There are times when this is an ok practice. Like when you have to serve a message to a visitor before a page refreshes to something else (perhaps a point in a transaction cycle, etc.). But, that’s about it. It’s not a good idea to do this for a whole domain that needs to go to another.
Why it’s Bad
I know we are ethical business owners would never involve such shady practices, but imagine that you sell something in a very competitive landscape. Let’s say…Viagra. Obviously, getting a site to rank for such terms is a task in and of itself.
Or, you could create a whole bunch of websites with great content targeting long-tail search terms. Something like “luxury resort hotel accommodations in jacksonville fl.” You could have tens of these sites, all targeting different search terms for which you could easily rank. Google would read the content and rank your site(s) for those terms, but when a visitor gets there, they are refreshed to your Viagra page.
Crazy, right? Unfortunately it’s not crazy. In fact, this is a very old-school way of tricking a search engine. But, Google being who they are, they quickly caught on to this practice and made appropriate adjustments to their engine to combat this. And they do so very nicely. Simply, it doesn’t work anymore. At least, not in this fashion but there are some really smart people out there who can and still trick Google all the time.
302 Redirects/Domain Forwarding
You can also log into your control panel for your given host, and have them forward the domain name. The problem is, a lot of hosts turn this into a 302 redirect, or simply forward the domain to another. This way, when someone goes to any of the domain names you’ve purchased, you still see the one website you’ve created. Still, this isn’t a good redirect method.
Why it’s Bad
When you have multiple domain names for the same website, it’s not uncommon to get links pointing to each of them separately. This isn’t the “bad” part, but it does hinder the value that you could be getting from those links should they all point to one domain.

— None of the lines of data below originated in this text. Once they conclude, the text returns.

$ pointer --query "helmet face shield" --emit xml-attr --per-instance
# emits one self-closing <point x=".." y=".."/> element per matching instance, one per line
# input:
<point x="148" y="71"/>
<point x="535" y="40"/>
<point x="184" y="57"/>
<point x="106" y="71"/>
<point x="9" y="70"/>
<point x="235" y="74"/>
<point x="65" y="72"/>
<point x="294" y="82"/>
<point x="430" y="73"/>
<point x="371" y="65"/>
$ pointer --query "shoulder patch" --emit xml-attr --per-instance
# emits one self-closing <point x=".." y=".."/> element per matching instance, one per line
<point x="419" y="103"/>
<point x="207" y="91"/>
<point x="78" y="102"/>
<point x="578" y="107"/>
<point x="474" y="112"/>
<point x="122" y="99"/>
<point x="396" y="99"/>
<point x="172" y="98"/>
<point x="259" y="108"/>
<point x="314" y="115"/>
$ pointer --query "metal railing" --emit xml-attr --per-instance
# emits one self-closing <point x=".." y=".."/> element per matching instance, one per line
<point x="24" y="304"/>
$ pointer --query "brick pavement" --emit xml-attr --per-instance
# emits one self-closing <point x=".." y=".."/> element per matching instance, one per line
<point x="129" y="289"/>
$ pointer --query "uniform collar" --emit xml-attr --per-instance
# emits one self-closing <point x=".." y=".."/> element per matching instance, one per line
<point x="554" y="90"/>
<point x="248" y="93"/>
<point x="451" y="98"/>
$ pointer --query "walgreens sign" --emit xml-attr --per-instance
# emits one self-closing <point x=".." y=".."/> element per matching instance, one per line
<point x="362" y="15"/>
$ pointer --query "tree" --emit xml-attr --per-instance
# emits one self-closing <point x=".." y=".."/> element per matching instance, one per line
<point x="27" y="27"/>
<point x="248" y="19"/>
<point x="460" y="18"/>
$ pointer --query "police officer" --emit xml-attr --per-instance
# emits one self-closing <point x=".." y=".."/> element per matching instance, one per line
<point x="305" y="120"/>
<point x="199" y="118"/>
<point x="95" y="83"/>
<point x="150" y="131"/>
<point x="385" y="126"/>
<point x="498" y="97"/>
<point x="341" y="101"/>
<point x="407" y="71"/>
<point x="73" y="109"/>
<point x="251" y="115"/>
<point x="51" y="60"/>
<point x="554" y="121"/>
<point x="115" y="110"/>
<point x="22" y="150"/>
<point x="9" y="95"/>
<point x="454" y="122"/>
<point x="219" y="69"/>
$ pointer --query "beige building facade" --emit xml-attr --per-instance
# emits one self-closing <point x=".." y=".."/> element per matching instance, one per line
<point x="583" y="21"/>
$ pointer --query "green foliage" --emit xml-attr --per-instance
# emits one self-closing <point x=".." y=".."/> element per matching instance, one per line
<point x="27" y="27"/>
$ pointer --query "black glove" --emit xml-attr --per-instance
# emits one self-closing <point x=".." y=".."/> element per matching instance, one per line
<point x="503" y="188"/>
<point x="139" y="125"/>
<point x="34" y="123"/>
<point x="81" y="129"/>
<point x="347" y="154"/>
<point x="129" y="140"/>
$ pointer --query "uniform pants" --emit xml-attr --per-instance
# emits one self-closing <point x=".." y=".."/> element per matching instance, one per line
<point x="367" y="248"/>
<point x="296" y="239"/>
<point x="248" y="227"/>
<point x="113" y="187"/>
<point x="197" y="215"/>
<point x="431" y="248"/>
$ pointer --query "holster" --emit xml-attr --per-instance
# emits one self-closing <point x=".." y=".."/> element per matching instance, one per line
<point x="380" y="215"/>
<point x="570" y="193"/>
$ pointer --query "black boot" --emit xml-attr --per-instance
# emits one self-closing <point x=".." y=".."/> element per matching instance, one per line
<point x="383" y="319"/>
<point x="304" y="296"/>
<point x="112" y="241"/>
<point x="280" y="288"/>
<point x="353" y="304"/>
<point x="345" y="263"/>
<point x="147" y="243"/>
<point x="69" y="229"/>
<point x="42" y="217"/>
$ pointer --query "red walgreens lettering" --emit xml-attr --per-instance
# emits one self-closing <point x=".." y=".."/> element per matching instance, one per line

No, the bad part is when you start looking at duplicate content. Google is pretty good about determining the right one most times (which site had the content first, which domain is older, etc.), but they aren’t perfect. And we’ve even been getting reports that the latest update (Mayday) has been causing problems with duplicate content out-ranking the originating source.
301 Redirects – The Right Way
There is a way to redirect all of those additional domain names to one website, and that way is to use 301 redirects. This is a rule that you create telling Google where the proper website/domain is located. This way, should any of those other domains get links, most of the value from those links (not all, mind you) will be passed to the main domain.
How To
There are a couple of ways you can implement a 301 redirect. Instead of going through them here, you’ll be able to find appropriate info by “Googling” it. Remember though, to always backup your files before you make changes. If something goes wrong, you don’t want your site to stay down for too long a period.
I mentioned that a lot of hosts/registrars for a 302 instead of a 301 when redirecting via their control panel. Due to years of complaining from guys like me, most of the major companies have fixed this. Communicate with your service provider, as they probably have an easy way for you to setup a 301 redirect with a few clicks of a mouse.
So that’s it. If you have a bunch of domains, do your best to have the redirect properly. Your rankings and visitors will thank you.